Anatomy of the "It Girl"
What defines an "It Girl"? How healthy is our obsession with these pretty young things? Do they contribute anything of value to the fashion industry? Is our fixation with them a 21st Century novelty or an essential fixture of the fashion world? After all, before the likes of Cara Delevingne and Alexa Chung graced the covers of our magazines and served as front row staples, we idolized Marilyn Monroe, Jane Birkin and countless other women too. On the surface, it girls of past and present have always epitomized the beauty standards, sex appeal and fashion fads of their respective times. The 1960s had mod Twiggy and sultry Brigitte Bardot, Kate Moss and Chloe Sevigny defined 1990s heroin chic and the current fashion darlings are too numerous to keep track of. Whether we want to acknowledge it or not, these women are almost always young, quintessentially beautiful, thin and white, and for the most part, our fixations with them are fleeting. These women are propped up in the most covetable couture, claimed by designers as their muses of the moment, and paraded around fashion week in promotion of the latest trends. In essence, they're walking advertisements, and for good reason–they strike a chord with followers because they represent all that glitters in the fashion world.
I think it's safe to say it girls have been a staple of the fashion industry ever since we started to value the cultural contributions of actresses, musicians and artists, but their influence has become increasingly visible with the rise of social media.

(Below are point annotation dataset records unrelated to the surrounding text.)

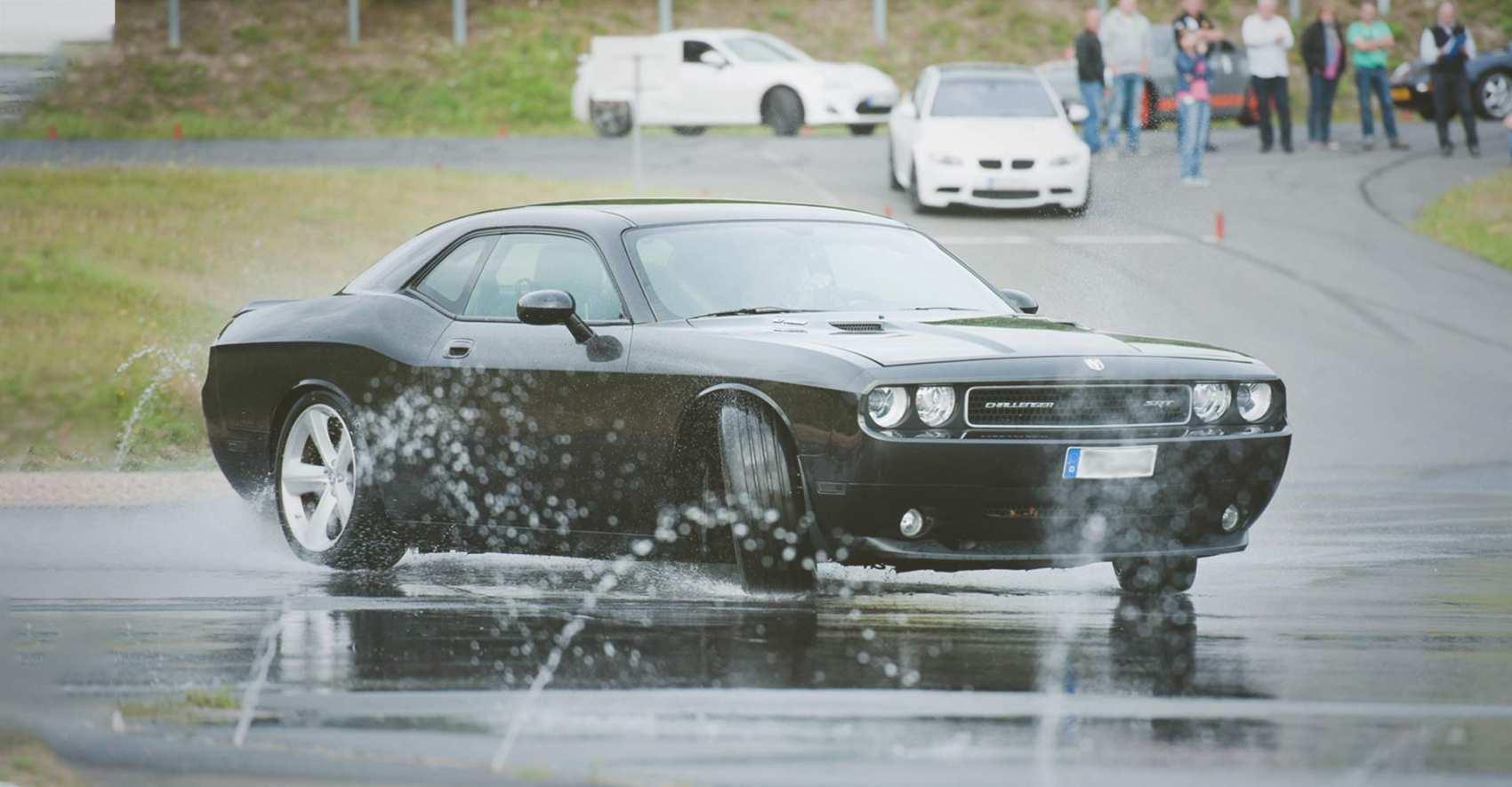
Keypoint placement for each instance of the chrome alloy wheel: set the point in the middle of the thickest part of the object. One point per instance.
(318, 479)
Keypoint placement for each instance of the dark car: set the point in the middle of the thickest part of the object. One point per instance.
(767, 384)
(1490, 77)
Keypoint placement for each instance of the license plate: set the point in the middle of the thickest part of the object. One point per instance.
(1110, 462)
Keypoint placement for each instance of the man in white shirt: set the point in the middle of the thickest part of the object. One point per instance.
(1127, 49)
(1267, 36)
(1447, 47)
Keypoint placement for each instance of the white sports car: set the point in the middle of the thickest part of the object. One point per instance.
(696, 79)
(991, 136)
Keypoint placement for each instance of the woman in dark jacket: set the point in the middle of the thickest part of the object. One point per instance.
(1325, 55)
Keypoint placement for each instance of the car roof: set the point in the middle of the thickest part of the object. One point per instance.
(658, 212)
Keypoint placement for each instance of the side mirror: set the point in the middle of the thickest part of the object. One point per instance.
(1021, 301)
(554, 307)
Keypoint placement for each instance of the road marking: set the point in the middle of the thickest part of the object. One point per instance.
(1062, 240)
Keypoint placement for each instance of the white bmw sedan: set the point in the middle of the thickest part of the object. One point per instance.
(989, 136)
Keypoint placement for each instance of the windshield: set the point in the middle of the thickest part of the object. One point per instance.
(824, 266)
(760, 50)
(993, 97)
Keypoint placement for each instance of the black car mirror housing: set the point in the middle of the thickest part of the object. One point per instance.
(554, 307)
(1019, 300)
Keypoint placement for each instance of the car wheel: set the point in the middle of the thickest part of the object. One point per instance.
(328, 505)
(1494, 94)
(756, 471)
(609, 118)
(913, 190)
(1155, 576)
(892, 170)
(782, 110)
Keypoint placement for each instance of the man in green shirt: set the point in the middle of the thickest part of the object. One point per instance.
(1371, 40)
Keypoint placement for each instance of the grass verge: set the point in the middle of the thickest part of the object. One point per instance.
(1476, 218)
(116, 278)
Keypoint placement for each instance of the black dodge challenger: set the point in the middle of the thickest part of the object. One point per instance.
(764, 384)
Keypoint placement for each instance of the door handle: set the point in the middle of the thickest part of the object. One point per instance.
(457, 348)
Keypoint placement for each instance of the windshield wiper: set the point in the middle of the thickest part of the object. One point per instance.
(751, 310)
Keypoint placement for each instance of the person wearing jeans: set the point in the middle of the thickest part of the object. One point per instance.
(1267, 38)
(1196, 110)
(1089, 77)
(1127, 47)
(1371, 40)
(1323, 53)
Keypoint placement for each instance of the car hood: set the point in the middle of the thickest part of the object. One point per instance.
(929, 341)
(998, 136)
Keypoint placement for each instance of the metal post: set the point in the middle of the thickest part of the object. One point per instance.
(635, 127)
(173, 25)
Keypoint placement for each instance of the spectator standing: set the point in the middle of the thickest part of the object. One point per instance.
(1323, 53)
(1194, 19)
(1371, 40)
(1267, 38)
(1447, 45)
(1127, 49)
(1090, 76)
(1194, 101)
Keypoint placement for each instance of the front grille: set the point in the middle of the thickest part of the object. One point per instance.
(857, 326)
(1006, 194)
(1077, 406)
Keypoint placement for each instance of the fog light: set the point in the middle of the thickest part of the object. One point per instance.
(912, 523)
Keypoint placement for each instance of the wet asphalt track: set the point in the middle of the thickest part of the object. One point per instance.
(1365, 636)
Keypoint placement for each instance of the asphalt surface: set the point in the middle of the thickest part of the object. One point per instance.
(1365, 636)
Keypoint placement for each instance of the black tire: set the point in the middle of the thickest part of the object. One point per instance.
(609, 118)
(367, 540)
(782, 110)
(1155, 576)
(913, 190)
(1500, 84)
(775, 553)
(892, 171)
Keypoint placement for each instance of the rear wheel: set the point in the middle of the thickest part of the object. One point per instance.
(1155, 576)
(328, 506)
(756, 479)
(782, 110)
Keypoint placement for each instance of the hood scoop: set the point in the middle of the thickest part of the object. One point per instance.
(857, 326)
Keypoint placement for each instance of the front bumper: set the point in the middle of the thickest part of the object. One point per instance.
(1004, 188)
(1002, 503)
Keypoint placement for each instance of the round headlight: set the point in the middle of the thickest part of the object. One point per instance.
(1254, 400)
(888, 406)
(935, 404)
(1210, 400)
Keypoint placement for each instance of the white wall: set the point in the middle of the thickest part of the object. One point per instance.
(40, 26)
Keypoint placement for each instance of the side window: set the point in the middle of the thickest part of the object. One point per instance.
(448, 281)
(528, 261)
(693, 50)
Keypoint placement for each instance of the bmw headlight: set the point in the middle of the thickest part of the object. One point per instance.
(935, 404)
(888, 406)
(1254, 400)
(1210, 400)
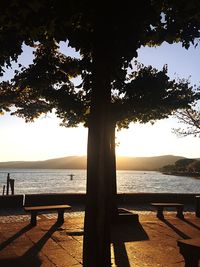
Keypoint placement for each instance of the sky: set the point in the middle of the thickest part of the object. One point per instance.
(45, 139)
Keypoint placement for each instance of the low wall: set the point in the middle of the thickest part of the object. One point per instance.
(146, 198)
(133, 199)
(11, 201)
(18, 201)
(53, 199)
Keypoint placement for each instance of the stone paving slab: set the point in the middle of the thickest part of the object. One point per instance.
(151, 242)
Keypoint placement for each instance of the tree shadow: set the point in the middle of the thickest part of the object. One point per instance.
(175, 229)
(15, 236)
(125, 232)
(191, 224)
(30, 257)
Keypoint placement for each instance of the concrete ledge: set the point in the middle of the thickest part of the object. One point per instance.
(53, 199)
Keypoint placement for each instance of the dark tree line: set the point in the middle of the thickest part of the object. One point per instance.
(107, 37)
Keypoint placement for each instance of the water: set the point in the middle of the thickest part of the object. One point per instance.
(29, 181)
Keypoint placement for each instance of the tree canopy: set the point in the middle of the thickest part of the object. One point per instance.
(107, 36)
(190, 118)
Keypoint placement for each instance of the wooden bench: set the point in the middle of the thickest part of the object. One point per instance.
(34, 210)
(190, 250)
(160, 207)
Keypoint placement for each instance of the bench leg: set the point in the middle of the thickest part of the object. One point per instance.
(180, 213)
(160, 213)
(60, 216)
(33, 218)
(190, 261)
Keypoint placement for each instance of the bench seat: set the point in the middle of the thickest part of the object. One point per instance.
(190, 250)
(160, 207)
(34, 210)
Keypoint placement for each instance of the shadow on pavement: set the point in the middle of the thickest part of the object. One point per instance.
(127, 232)
(30, 258)
(175, 229)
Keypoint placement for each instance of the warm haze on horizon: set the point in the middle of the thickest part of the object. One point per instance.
(45, 139)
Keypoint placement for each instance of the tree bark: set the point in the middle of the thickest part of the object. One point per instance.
(96, 243)
(113, 177)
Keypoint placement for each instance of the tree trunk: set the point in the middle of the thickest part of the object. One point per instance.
(113, 177)
(96, 244)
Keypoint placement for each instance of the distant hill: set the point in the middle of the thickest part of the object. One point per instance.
(79, 162)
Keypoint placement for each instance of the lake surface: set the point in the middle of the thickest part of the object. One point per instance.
(29, 181)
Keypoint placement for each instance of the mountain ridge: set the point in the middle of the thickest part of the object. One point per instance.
(79, 162)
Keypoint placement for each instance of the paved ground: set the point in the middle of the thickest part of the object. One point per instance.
(150, 243)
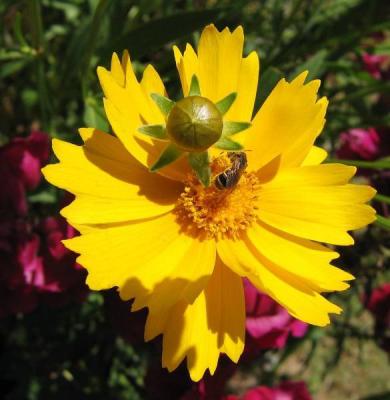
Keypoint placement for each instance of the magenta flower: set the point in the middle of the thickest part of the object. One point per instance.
(379, 305)
(21, 161)
(35, 266)
(359, 144)
(268, 324)
(284, 391)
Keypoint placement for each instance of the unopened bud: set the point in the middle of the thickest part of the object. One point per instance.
(194, 124)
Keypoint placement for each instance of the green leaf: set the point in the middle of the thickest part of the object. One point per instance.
(168, 156)
(200, 163)
(231, 128)
(383, 222)
(315, 65)
(163, 103)
(226, 144)
(156, 33)
(94, 115)
(224, 104)
(382, 198)
(155, 131)
(194, 88)
(268, 80)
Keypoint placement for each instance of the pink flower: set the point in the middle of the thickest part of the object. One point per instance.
(377, 65)
(268, 324)
(21, 161)
(359, 144)
(61, 276)
(35, 266)
(379, 305)
(284, 391)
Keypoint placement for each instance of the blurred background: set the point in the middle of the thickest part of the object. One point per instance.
(58, 340)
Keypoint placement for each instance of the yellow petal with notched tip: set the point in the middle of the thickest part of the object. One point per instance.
(306, 260)
(129, 107)
(138, 254)
(318, 213)
(187, 275)
(313, 202)
(295, 295)
(110, 188)
(221, 70)
(290, 112)
(213, 324)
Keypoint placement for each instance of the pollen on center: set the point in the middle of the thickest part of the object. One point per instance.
(217, 213)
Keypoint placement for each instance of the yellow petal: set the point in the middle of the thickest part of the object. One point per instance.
(296, 154)
(117, 70)
(138, 254)
(185, 278)
(242, 107)
(145, 150)
(315, 156)
(187, 66)
(213, 324)
(306, 260)
(294, 203)
(221, 70)
(129, 107)
(292, 293)
(110, 185)
(289, 114)
(312, 175)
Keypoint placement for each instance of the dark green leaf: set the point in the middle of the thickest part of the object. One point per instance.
(231, 127)
(158, 32)
(200, 163)
(315, 65)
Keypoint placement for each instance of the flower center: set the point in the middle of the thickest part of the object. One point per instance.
(215, 212)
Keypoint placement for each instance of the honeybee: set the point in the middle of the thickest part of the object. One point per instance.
(229, 178)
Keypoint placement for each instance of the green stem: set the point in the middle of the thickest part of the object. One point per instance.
(39, 46)
(99, 14)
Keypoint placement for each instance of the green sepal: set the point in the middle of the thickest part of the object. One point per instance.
(200, 163)
(170, 154)
(163, 103)
(224, 104)
(194, 87)
(154, 131)
(231, 128)
(226, 144)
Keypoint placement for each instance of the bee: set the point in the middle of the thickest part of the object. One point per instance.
(229, 178)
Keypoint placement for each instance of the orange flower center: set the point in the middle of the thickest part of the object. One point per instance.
(215, 212)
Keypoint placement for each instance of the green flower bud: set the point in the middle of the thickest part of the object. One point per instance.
(194, 124)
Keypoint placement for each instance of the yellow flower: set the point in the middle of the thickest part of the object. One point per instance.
(181, 248)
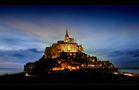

Self-run blogs and popular apps like Instagram have also amplified the voices of aspiring bloggers, models and other women who aren't as visible in the traditional media circuits as movie stars or pop artists. The adoption of social media has allowed these individuals to cultivate their own platforms, resumes and images by selectively choosing what to reveal to their followers. Although it girls have massive potential to expose fashion brands to target audiences, which is especially beneficial for new and emerging designers, and provide their subscribers first hand access to fashion events, their main concern is naturally (and understandably) the promotion of their own product–whether that be their latest book, YouTube channel or shoe collaboration.
Although it's easy to dismiss these women and our fascination with their Instagram feeds and Snapstories as superficial, there has been greater emphasis on substance in addition to style. In the past, a pretty face and decent acting chops was enough to launch any newcomer into the it girl stratosphere, but today the stage is much more crowded and much more competitive. Nowadays, to gain coveted it girl status, everyone seems to occupy themselves with being a model-DJ-actress-singer/songwriter on top of boasting of a covetable sense of style. Today's it girl roster draws from A-Listers like Taylor Swift, Kendall Jenner and Zendaya, but there's also an growing cohort of independent bloggers like Chiara Ferragni and Nicole Warne who have become red carpet frequenters and important influencers in the fashion world in their own right. More and more, these women are carving out their places in the world of high fashion; to the extent that fashion week would lose its pomp and circumstance without these women present to document and review the runway shows and influence new street style trends. There has also been greater emphasis placed on individuals who bring something different to the table. The success of teen blogger Tavi Gevinson is inextricably linked to the authoress' defiant feminist musings and Karlie Kloss only cemented her status as a 21st Century supermodel after her charity work and promotion of girls in STEM reached the mainstream. Perhaps our shift in focus to it girls who build worthy platforms is indicative of a change in the mentality of the modern consumer. After all, it makes sense that we would crave the honesty, respectability and unique visions these women symbolize after decades of worshipping women without a cause.
Even though the shift in focus towards it girls that represent a distinct voice or vision has become more commonplace, there are still a lot of missing links. There is an obvious lack of diversity in beauty, ethnicity, race, age and body image amongst the girls we laud as it girls, which is a greater reflection of standards within the fashion industry and consumer preferences. However, it's undeniable that social media has been crucial in cementing the successes of these emerging it girls, which is highly indicative of the public's power to promote certain individuals, trends and brands over others. In other words, we should pay closer attention to who we follow and what we "like" because our online preferences yield significant material results.